低濃度アトロピン点眼薬とは、小児期の近視の進行を抑制させることを目的とした点眼薬です。(あくまで近視の進行を抑制するものであり、視力を回復させたり、近視を治したりするものではありません。)

小児の近視の人口割合は増加しており、小学生の約4割、高校生の約7割が裸眼視力1.0未満と報告されています。近視が進行すると、大人になってから、緑内障や網膜剥離、白内障の早期発現など病気を発症するリスクが高くなります。近視進行抑制治療の目的は、小児期にできるだけ近視が強くなることを避けることで、将来の見え方を守り、目の病気を発症する可能性を低下させることです。
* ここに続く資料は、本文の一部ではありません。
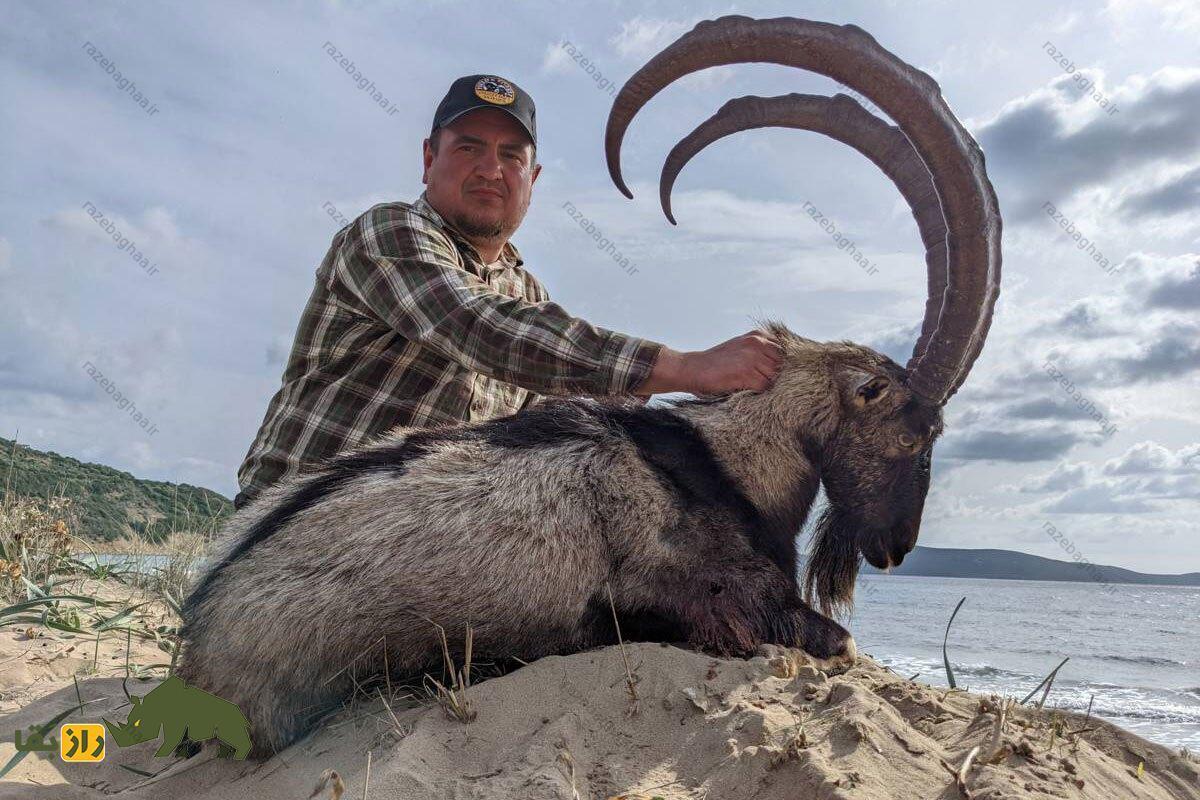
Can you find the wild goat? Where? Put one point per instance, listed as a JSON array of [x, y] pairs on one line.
[[687, 512]]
当院では「マイオピン0.01%」と「リジュセアミニ0.025%」の濃度の違う2種類の低濃度アトロピン点眼薬をご用意しています。医師がお子さんの眼の状態を診断し、保護者の方と相談の上で適切な低濃度アトロピン点眼薬を決定します。

問題となる副作用はほとんどありませんが、一部の子に羞明(まぶしく感じる)、霧視(かすんで見える)などがあったと報告されています。

低濃度アトロピン点眼薬を処方する際の費用は以下の通りです。(すべて税込み)
診察・検査費用 3,300円
マイオピン0.01% 3,800円/1本
リジュセアミニ0.025% 4,380円/1箱
初回は、診察・検査後、マイオピン0.01%1本もしくは、リジュセアミニ0.025%1箱(1ヶ月分)の処方となります。
2回目は、継続になる場合、診察・検査後、次回3ヶ月後検診までの2ヶ月分を処方します。
3回目以降は、診察・検査後、3ヶ月分の処方ができます。
以降3ヶ月毎に、診察・検査を要します。